- Clara Lyle Boone, from the 1948 yearbook of Centre College
- Born: September 6, 1927 Stanton, Kentucky
- Died: June 21, 2015 Washington, D.C.
- Other names: Lyle de Bohun
- Occupation(s): Composer, educator, publisher, politician

= Clara Lyle Boone =

American composer

Clara Lyle Boone (September 6, 1927 – June 21, 2015) was an American composer and founder of Arsis Press, which specialized in publishing works by contemporary women composers. She also taught music, and ran for a Congressional seat.

==Early life and education==
Boone was born in Stanton, Kentucky, the daughter of Jouett Shelby Boone and Deborah Davida Johnson Boone. Her father was a banker, and her mother was a singer. (Daniel Boone was the brother of one of her Boone ancestors; her younger brother was named for this forebearer.) She graduated from Centre College in Danville, Kentucky in 1948. She studied composition with Walter Piston and Darius Milhaud.

==Career==
Trained as a music teacher, Boone taught at schools in Kentucky, Michigan, and New York. Beginning in 1957, she taught at the National Cathedral School for Girls in Washington, D.C. In 1967, she began teaching fifth graders at Payne Elementary School, a public school in the city. She retired from school work in 1977, but continued to live in the neighborhood of Payne Elementary.

Boone was office manager of the Campbell County Civic Association in 1951. She lobbied for arts funding and equal opportunities in the arts, and worked on the library staff of the Democratic National Committee. Despite her Washington, D.C. address, she campaigned for the Democratic nomination for a Congressional seat in Kentucky in 1962, saying "I believe Civil Rights should be rooted in principle rather than in politics, and I believe a principle deserves not its name unless it is practiced every day and everywhere".

Boone founded Arsis Press in 1974, to publish works by contemporary women composers.
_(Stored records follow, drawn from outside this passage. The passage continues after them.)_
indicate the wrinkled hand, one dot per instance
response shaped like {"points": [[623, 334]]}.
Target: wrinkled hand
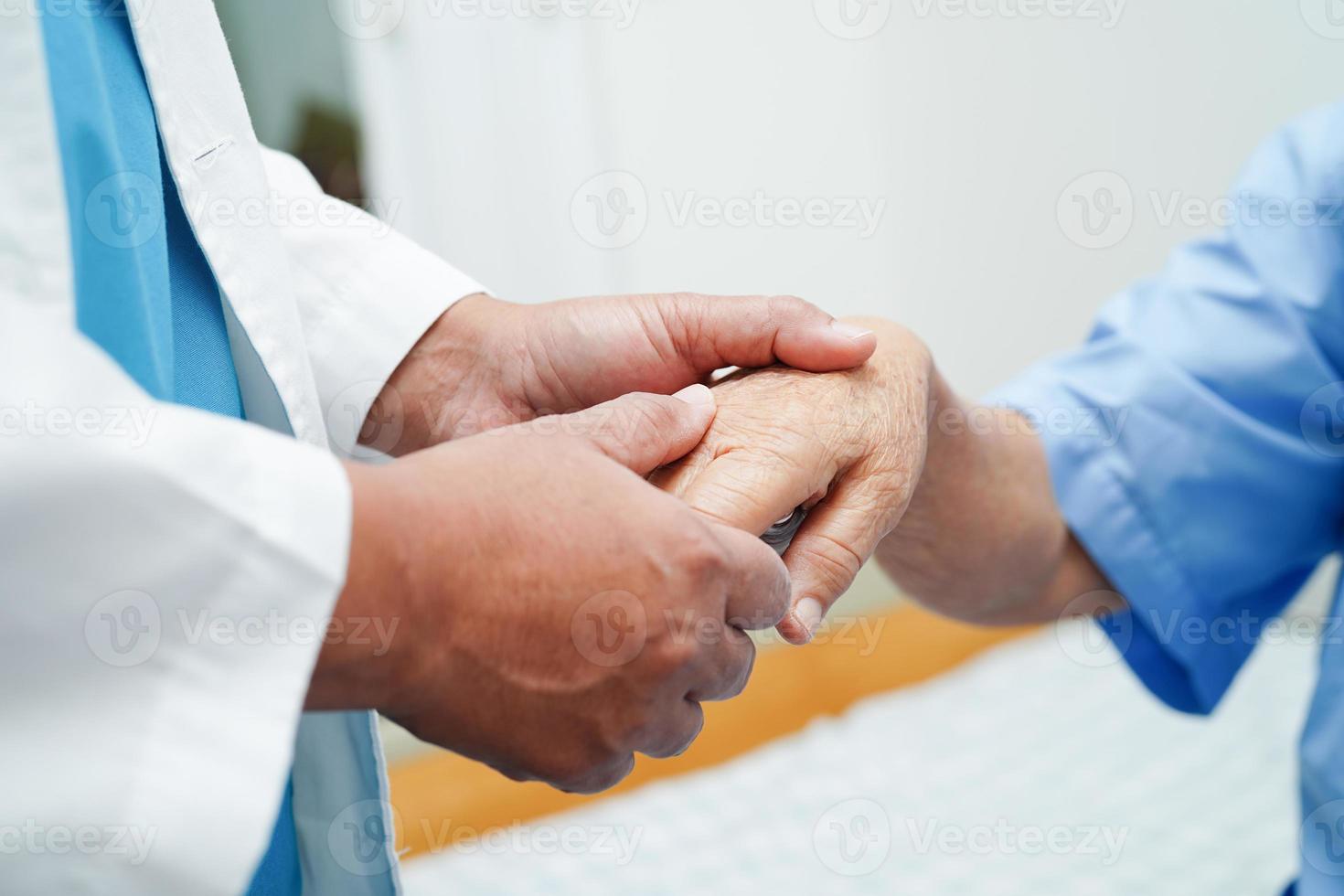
{"points": [[488, 363], [849, 446], [560, 614]]}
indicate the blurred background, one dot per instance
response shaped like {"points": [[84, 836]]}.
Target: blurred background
{"points": [[984, 171]]}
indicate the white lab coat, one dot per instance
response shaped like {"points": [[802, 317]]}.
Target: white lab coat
{"points": [[151, 554]]}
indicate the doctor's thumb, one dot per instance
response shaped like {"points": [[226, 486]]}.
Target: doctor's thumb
{"points": [[644, 432]]}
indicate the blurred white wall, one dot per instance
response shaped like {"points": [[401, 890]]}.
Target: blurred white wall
{"points": [[966, 119]]}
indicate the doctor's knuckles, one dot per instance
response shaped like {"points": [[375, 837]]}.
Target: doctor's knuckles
{"points": [[563, 613]]}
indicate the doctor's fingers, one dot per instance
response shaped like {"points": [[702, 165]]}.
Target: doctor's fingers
{"points": [[640, 432], [757, 583], [675, 730], [837, 539], [711, 332]]}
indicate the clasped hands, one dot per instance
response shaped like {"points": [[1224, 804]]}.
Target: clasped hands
{"points": [[571, 532]]}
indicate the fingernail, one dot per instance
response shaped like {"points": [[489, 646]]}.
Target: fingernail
{"points": [[849, 331], [808, 614], [697, 394]]}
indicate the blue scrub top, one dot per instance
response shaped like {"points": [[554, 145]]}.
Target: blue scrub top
{"points": [[1197, 446], [144, 292]]}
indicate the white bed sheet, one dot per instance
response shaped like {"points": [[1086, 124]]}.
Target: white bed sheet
{"points": [[1021, 773]]}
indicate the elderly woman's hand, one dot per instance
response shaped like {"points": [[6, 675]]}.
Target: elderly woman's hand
{"points": [[848, 446]]}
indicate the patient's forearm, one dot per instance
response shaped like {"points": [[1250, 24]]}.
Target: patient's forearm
{"points": [[983, 539]]}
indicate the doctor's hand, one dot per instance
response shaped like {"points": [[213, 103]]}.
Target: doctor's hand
{"points": [[557, 613], [488, 363], [849, 446]]}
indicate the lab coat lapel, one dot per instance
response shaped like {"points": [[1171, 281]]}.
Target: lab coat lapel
{"points": [[34, 228], [217, 164]]}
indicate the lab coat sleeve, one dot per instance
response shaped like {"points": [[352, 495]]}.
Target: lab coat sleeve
{"points": [[167, 578], [366, 294], [1195, 440]]}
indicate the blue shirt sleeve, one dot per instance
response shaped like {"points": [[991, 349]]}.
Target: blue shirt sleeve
{"points": [[1197, 440]]}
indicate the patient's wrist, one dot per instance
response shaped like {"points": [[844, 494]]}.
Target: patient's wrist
{"points": [[436, 392]]}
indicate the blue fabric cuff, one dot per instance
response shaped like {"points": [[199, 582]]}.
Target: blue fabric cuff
{"points": [[1166, 637]]}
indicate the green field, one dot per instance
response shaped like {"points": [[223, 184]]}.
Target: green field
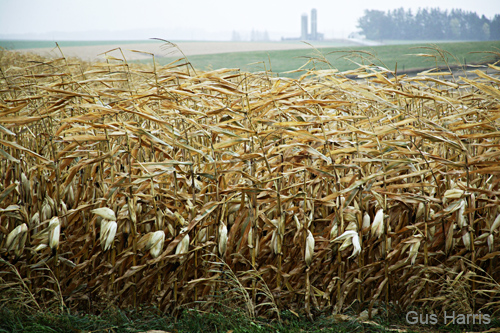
{"points": [[35, 44], [347, 58]]}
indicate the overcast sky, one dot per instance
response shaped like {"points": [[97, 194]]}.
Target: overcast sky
{"points": [[197, 19]]}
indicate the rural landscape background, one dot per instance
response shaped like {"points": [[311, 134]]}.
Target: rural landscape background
{"points": [[305, 175]]}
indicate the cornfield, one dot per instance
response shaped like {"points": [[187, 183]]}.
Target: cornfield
{"points": [[129, 184]]}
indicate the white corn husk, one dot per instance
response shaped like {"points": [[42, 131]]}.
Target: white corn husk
{"points": [[495, 224], [64, 213], [334, 232], [202, 235], [378, 224], [105, 212], [54, 232], [353, 237], [298, 225], [34, 222], [357, 246], [366, 222], [490, 242], [16, 239], [183, 245], [274, 241], [466, 240], [108, 232], [420, 211], [46, 211], [415, 244], [222, 239], [155, 243], [250, 238], [461, 215], [352, 226], [453, 194], [309, 248], [345, 244]]}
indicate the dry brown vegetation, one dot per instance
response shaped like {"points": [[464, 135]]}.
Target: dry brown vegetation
{"points": [[251, 178]]}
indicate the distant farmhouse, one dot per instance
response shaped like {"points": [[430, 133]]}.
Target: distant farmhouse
{"points": [[305, 35]]}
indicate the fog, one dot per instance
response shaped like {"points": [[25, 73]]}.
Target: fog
{"points": [[197, 19]]}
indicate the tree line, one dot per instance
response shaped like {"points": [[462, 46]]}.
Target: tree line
{"points": [[428, 24]]}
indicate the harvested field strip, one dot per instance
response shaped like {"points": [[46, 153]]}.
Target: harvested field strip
{"points": [[127, 185]]}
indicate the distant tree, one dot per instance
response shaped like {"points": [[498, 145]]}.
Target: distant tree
{"points": [[430, 24], [374, 24], [486, 30], [495, 28]]}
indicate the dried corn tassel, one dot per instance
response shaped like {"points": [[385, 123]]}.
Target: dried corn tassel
{"points": [[105, 213], [378, 224], [490, 242], [16, 239], [309, 248], [495, 224], [155, 243], [222, 240], [353, 237], [108, 232], [183, 245], [54, 232], [366, 223]]}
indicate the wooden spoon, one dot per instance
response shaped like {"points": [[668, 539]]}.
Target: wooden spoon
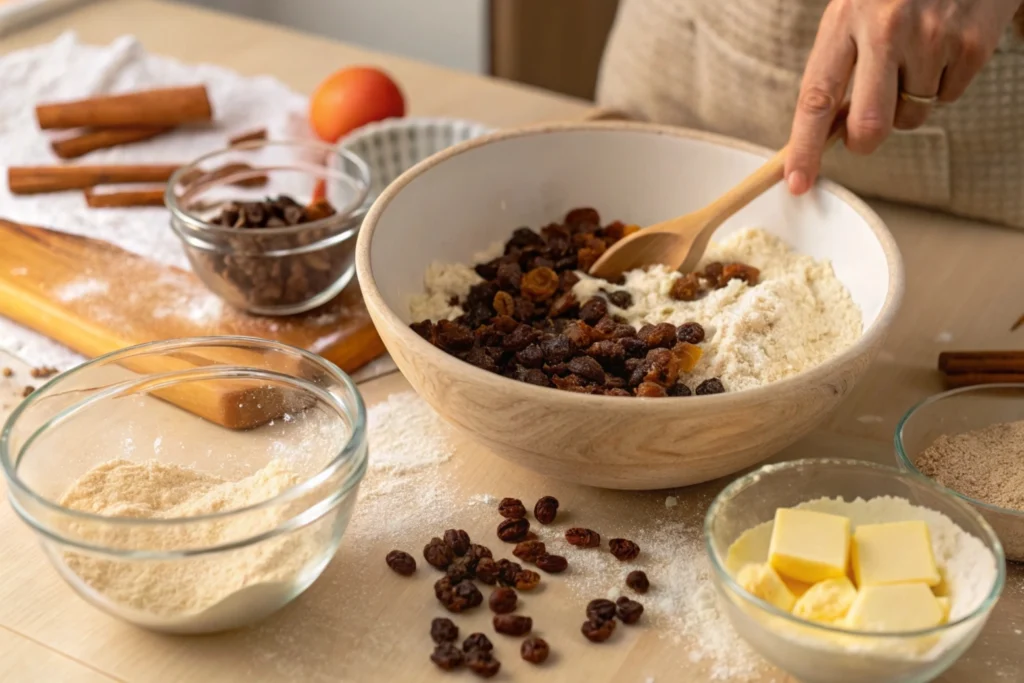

The Arsis Press catalog came to include such composers as Vivian Fine, Ruth Crawford Seeger, Emma Lou Diemer, Harriet Bolz, Elizabeth R. Austin, Nancy Van de Vate, Gwyneth Walker, Ingrid Stölzel, Vally Weigl, Ruth Schönthal, Mary Jeanne van Appledorn, Clare Shore, Elizabeth Walton Vercoe, Judith Shatin, Alexandra Pierce, and Ruth Lomon. "In my time, it was believed that women did not write music, and if they did it wouldn't be music that anyone would listen to," she said in a 1997 interview in The Washington Post. She was a member of the International League of Women Composers (now known as the International Alliance of Women in Music, or IAWM).

==Compositions==
Boone composed and published some works under the name "Lyle de Bohun", hoping to evade gender discrimination. In addition to these listed works, Boone published twelve songs, including a setting of a Shakespeare sonnet, and another based on lyrics by Gwen Frostic.
- The Americas, a trio for flute, clarinet and bassoon
- Songs of Estrangement for string quartet and soprano
- Motive and Chorale for chamber orchestra, dedicated to educator Harriet Morgan Tyng

==Personal life==
Boone lived in Washington, D.C. for much of her adult life, and was known to ride her bikes around the city on errands, into her seventies. She was once shot in the leg, during a mugging. She died in 2015, at the age of 77. Her records of the Arsis Press are held by the Library of Congress.